5 thoughts on “The Cotton Pigue Mentality lives!

  1. Richard

    I see no problem with this, it’s a voluntary option for the inmates. The fact that 32 female inmates have already signed up tells you something.

  2. Brad Warthen Post author

    OK, I might be remembering this wrong, and if someone remembers the Tennessee system back in the day better than I do I’d appreciate a correction, but this is the way I remember it…

    The “county judge” office wasn’t exactly what you might think it was. It was really a sort of county administrative official — I seem to recall them presiding over county commission meetings — who also, on the side, presided over what we would call family court.

    I don’t think they were necessarily lawyers, although some were.

    Then, while I was at the paper, things changed. The elected position of “county executive” was created to handle the administrative duties and deal with the county commission (the local legislative body, like county councils in SC).
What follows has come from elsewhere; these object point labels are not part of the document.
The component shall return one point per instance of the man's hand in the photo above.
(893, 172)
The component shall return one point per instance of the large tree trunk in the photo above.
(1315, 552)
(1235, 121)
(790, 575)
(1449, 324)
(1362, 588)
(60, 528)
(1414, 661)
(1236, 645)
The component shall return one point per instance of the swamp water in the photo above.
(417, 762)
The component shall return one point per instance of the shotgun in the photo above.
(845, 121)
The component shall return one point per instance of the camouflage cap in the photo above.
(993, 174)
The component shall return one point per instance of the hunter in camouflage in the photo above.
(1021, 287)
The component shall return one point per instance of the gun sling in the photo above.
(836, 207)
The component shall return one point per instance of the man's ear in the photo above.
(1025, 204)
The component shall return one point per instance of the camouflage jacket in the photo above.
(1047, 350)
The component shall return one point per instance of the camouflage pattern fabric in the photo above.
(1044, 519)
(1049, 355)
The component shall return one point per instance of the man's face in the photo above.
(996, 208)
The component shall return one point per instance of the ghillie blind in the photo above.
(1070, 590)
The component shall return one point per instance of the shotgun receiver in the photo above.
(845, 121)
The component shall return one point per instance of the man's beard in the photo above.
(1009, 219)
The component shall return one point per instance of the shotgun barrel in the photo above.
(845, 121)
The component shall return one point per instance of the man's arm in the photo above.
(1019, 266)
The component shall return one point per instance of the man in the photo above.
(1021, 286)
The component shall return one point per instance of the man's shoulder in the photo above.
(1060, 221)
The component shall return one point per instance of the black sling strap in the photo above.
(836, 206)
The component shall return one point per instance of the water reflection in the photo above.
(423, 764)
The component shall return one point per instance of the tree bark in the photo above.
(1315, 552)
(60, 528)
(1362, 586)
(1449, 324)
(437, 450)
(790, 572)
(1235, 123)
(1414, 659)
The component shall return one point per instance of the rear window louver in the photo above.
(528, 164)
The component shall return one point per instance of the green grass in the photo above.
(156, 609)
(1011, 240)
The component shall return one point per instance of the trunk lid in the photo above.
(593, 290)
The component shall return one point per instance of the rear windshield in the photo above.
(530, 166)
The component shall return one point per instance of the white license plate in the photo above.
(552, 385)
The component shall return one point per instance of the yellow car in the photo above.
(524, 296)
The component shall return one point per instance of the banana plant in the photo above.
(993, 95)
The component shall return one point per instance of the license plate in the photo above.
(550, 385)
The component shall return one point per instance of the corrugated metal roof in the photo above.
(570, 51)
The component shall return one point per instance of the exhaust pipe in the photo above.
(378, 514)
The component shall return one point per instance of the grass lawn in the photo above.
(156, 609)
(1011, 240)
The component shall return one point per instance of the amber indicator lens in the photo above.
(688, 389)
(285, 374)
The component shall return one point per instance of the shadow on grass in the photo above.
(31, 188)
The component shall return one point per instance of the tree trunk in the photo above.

And I THINK separate family court judges came into being.

    But it’s been a long time.

    By the way, the guy in the current story is a General Sessions judge. When I was there that was the most basic level of the system — in some ways, kind of like magistrate’s court here. Whatever the crime, you first appeared in general sessions. I’d go there for a murder case and have to listen to shoplifting and similar cases before we got to what I was there for (which was actually kind of interesting to sit through — you saw a nice cross-section of the community’s seamier aspects).

    In the murder cases, the judge would decide whether to bind the defendant over to the grand jury. If the grand jury indicted, the case went to circuit court, which was the trial court.

    Yeah, I know… more than you wanted to know…

  3. Brad Warthen Post author

    By the way, before some Tennessean notes the radical difference in the two cases…

    Yes, this new guy is in White County, which is in Middle Tennessee, which as we all know is like a whole other country from West Tennessee, which is where Gibson County — where Cotton Pigue presided — is located.

    In fact, White County can almost be said to be in East Tennessee, which is such an alien place that it stuck with the Union during the Recent Unpleasantness…

  4. Chuckie

    There’s another name for the ”Cotton Pigue Mentality“:


    It wants us to believe we’ll be better off if “those people” don’t reproduce.
    It’s no prettier now than it was a century ago.

  5. Dave

    Among the other obvious problems with this judge’s action, it also discriminates against inmates on religious grounds. Catholic inmates who wish to stick with their church’s objection to sterilization wouldn’t be able to take part in this program. Though I’m not surprised that a judge in Tennessee would discriminate against Catholics.